We were in dangerous territory now, but despite what happened to Charlie Gilmour, that other great student Sandinista, they decided to cover the Cenotaph anyway. Keeping a cautious eye out for prying feds, Ash and his disciples risked a six-month stint in Belmarsh and set about work on the stunt that could well prove to be the game changer for the Kony movement.

At some point, Ash decided that the best way to spread the movement across London was to start sticking posters to the front of buses. It was a smart idea, like how New York graffiti artists used to tag up subway trains to show the rest of the city the message of the ghetto. Unfortunately, this just ended up looking a bit shit really, like he was an over-ambitious singer using guerrilla tactics to promote his screamo band.

By now, something dark had overtaken Ash and he'd entered full-on Rage Against The Machine mode. Something about the short walk down the highway of power had infuriated him; he had gone from an idealist to a radical. No longer was he content with handing out leaflets, he was taking the war to the people and he didn't give a fuck about the human collateral. Our bright-eyed boy, once so full of hope, had gone from Bob Geldof to Gerry Adams in the space of just a few hundred yards.

Finally we reached the Mount Olympus of British politics, determined to create the biggest parliamentary stir since Eric Pickles gobbled up that dodgy chicken tikka masala in the canteen.

There were a few old school peace campaigners dotted around Parliament Square, looking on with bemusement at the exuberant Kony kids like those people who've always been into metal complaining about celebrities wearing Motorhead T-shirts.

Finally, the chant of the night was revealed.

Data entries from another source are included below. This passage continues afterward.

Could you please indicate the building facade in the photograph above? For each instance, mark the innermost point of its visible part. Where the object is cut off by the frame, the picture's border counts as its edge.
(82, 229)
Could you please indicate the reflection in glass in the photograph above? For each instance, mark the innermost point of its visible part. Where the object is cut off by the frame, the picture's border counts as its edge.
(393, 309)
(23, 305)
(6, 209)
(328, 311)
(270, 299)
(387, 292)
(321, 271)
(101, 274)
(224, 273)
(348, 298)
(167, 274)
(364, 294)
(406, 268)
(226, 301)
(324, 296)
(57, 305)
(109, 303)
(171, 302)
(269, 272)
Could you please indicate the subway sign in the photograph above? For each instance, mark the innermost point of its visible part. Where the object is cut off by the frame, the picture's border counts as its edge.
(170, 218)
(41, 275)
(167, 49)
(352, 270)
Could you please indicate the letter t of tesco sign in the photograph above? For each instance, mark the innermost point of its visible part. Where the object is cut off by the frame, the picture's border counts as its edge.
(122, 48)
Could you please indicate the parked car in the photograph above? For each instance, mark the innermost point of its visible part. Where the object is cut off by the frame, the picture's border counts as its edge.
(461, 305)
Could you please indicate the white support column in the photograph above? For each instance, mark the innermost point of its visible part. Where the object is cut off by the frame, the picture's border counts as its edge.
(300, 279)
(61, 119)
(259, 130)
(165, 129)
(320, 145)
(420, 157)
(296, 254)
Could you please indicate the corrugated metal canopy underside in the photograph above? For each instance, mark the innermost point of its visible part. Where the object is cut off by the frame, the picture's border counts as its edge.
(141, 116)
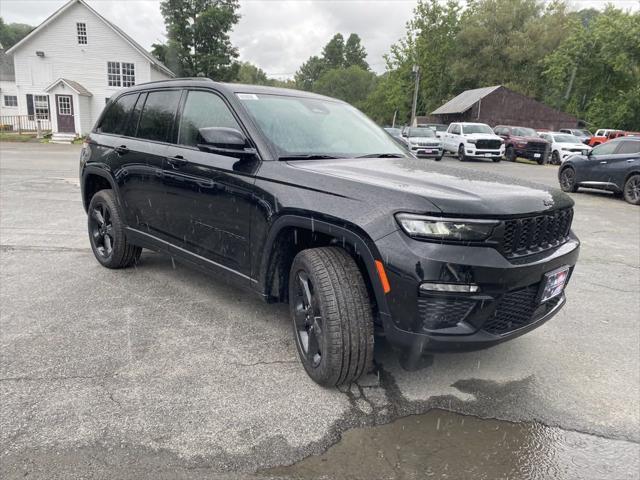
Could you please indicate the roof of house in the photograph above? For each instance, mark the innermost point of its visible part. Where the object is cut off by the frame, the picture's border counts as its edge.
(75, 86)
(154, 61)
(7, 73)
(465, 100)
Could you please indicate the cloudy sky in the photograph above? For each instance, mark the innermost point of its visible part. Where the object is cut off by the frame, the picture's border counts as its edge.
(276, 35)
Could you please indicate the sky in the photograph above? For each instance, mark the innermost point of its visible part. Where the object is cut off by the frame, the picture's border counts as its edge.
(276, 35)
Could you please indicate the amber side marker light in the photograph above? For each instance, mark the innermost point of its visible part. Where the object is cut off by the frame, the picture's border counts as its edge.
(383, 277)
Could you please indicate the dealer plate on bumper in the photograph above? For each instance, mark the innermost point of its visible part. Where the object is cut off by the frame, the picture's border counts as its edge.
(553, 283)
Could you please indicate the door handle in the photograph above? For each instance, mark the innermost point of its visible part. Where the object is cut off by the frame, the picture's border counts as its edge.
(177, 161)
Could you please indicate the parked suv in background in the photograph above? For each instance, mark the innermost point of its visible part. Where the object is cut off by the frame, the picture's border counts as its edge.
(423, 142)
(582, 134)
(302, 199)
(523, 142)
(472, 140)
(564, 146)
(612, 166)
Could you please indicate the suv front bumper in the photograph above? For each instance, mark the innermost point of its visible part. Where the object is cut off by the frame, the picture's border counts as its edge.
(505, 305)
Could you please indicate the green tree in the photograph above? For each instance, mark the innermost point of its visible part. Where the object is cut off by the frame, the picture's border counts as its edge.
(352, 84)
(354, 52)
(12, 33)
(333, 52)
(198, 33)
(309, 73)
(253, 75)
(595, 71)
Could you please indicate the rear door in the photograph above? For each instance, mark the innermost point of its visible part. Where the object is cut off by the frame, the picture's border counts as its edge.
(209, 195)
(143, 155)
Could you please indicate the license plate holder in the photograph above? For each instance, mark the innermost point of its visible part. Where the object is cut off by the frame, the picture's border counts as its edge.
(553, 284)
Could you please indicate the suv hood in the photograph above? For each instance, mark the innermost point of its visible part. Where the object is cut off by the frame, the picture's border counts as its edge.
(482, 136)
(452, 191)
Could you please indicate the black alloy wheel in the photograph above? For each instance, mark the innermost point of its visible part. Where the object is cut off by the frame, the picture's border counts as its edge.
(107, 232)
(101, 230)
(632, 189)
(568, 180)
(307, 319)
(461, 156)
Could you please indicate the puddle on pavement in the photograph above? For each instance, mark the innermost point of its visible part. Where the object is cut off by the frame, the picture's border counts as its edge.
(441, 444)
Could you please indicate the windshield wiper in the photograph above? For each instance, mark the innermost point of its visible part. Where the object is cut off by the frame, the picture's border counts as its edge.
(382, 155)
(310, 156)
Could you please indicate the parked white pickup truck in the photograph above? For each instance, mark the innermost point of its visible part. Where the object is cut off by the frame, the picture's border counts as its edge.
(472, 140)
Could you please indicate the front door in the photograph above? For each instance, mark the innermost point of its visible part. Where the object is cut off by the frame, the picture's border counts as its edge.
(64, 109)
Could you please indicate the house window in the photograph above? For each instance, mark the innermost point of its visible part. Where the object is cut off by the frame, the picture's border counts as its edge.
(10, 101)
(121, 74)
(113, 74)
(128, 74)
(82, 33)
(64, 105)
(41, 105)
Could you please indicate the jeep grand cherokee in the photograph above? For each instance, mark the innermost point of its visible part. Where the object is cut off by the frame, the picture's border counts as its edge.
(302, 199)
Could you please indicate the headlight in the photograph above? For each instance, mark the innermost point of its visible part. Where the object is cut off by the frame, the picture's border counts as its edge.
(435, 228)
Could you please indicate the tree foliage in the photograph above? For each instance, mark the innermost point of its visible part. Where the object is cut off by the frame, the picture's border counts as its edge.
(12, 33)
(198, 37)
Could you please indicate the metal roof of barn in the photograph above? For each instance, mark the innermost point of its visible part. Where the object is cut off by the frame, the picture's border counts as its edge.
(465, 100)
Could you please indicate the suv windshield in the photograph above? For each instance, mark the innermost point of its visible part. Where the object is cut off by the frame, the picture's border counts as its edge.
(524, 132)
(566, 139)
(421, 132)
(299, 126)
(476, 128)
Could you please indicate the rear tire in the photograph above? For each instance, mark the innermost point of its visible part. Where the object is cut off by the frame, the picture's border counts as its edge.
(632, 189)
(331, 315)
(461, 155)
(106, 232)
(568, 180)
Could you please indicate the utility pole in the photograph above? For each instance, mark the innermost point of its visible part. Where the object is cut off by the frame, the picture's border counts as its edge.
(416, 72)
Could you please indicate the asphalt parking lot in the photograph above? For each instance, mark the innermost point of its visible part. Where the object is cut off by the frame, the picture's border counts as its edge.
(162, 372)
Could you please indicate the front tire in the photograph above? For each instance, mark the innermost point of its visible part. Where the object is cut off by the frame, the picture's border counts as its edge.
(331, 315)
(568, 180)
(632, 189)
(106, 232)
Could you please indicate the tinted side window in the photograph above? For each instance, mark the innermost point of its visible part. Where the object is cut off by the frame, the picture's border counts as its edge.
(115, 119)
(158, 114)
(203, 109)
(629, 147)
(605, 148)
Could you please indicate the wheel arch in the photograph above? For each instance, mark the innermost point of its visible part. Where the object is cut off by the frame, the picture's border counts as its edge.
(279, 253)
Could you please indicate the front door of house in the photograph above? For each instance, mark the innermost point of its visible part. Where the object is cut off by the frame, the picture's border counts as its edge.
(64, 107)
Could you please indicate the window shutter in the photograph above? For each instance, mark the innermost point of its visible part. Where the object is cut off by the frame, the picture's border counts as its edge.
(30, 109)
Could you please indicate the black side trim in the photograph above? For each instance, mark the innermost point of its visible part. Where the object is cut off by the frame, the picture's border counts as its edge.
(367, 251)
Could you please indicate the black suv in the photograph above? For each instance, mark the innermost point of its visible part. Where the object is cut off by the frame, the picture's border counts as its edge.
(302, 199)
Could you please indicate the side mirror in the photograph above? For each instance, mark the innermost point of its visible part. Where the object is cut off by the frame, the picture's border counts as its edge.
(225, 141)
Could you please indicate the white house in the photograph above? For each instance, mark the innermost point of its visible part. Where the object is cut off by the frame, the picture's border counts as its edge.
(67, 68)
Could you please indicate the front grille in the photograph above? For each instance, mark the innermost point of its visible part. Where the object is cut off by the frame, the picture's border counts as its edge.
(524, 236)
(536, 147)
(517, 309)
(488, 144)
(441, 312)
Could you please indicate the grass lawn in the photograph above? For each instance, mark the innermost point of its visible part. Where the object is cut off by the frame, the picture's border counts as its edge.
(15, 137)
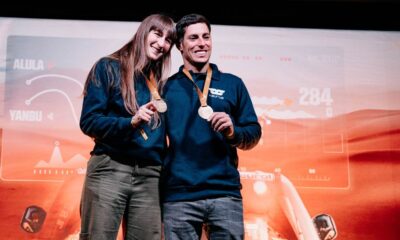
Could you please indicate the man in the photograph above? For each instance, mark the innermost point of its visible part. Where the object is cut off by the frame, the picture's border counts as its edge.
(211, 114)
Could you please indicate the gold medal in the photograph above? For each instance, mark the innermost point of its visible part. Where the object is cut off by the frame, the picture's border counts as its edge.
(160, 105)
(205, 112)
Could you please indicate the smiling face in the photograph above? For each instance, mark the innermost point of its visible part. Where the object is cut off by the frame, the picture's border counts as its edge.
(196, 47)
(158, 43)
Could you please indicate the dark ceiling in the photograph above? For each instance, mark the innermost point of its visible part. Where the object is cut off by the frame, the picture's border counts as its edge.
(330, 14)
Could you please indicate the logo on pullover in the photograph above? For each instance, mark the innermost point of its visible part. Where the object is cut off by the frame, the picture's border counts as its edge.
(217, 93)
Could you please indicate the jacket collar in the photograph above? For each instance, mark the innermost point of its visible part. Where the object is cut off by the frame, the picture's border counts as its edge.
(214, 77)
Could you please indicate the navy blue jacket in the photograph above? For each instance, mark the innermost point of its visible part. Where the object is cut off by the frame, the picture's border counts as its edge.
(105, 119)
(200, 162)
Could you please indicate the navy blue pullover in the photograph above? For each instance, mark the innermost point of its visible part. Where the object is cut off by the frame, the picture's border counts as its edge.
(105, 119)
(200, 162)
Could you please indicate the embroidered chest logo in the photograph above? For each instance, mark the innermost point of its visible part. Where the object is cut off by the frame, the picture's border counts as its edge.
(217, 93)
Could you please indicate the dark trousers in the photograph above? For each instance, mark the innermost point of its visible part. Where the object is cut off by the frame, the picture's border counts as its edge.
(113, 191)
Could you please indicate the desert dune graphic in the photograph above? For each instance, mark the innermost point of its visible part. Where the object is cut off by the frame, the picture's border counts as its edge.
(58, 165)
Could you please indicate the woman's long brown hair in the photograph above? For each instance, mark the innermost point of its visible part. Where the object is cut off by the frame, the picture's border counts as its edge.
(134, 61)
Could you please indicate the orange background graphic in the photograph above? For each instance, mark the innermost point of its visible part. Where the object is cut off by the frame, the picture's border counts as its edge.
(328, 102)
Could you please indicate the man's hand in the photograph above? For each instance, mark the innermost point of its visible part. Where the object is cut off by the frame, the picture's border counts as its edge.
(221, 122)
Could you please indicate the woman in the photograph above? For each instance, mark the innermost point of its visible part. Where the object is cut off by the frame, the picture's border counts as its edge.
(122, 113)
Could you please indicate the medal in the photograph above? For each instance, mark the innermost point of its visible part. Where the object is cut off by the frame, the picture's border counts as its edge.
(160, 105)
(205, 112)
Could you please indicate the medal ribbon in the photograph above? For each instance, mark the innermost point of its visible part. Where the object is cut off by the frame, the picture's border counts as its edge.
(151, 84)
(202, 95)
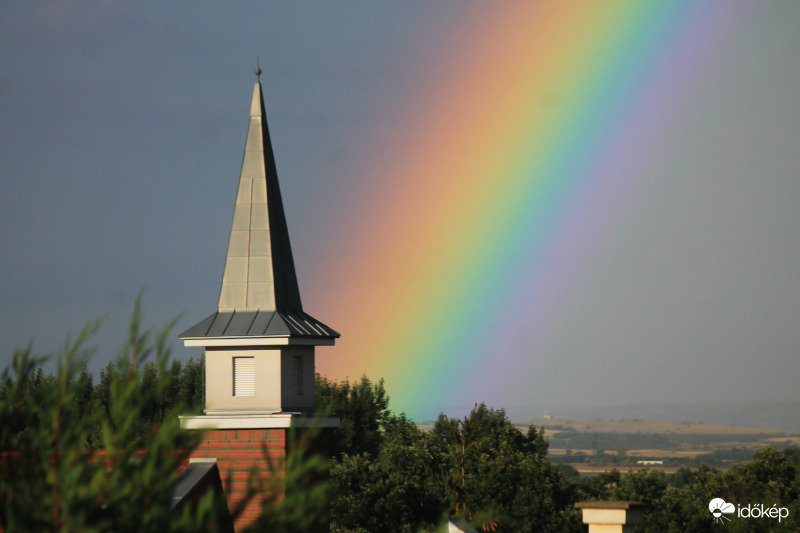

The secret combination of vowel and consonant sounds that would open up a trapdoor in the sky about Joseph Kony's head and send a bolt of lightning hurtling into the centre of his evil fucking heart. What was it? It was: "Stop Kony."

I don't know if this was a measure of people's disappointment, but it was shouted in a kind of tongue in cheek way by everyone bar Ash, who screamed it towards Parliament with the righteous anger of a man who had a lead role in

Die Nelson Mandela Story

stolen away from him by government funding cuts.

The problem with reaching Parliament so early was that there wasn't really anywhere else for us to go. Head south and you're just hitting Westminster Bridge and a load of overpriced off-licences. Go north and you're retracing your steps, and possibly risking the wrath of the police forensics teams who were probably dusting the Cenotaph for prints by now. So everybody kind of parted ways, disappearing into the night, perhaps off to coat their own ghetto with the message of Kony 2012. So, I decided to take a flyer and bring it back my own part of the capital.

If just one hen party or Jagerbombed recruitment consultant could see this, our work would be done. We had covered the night, although it has to be said that we did miss a bit.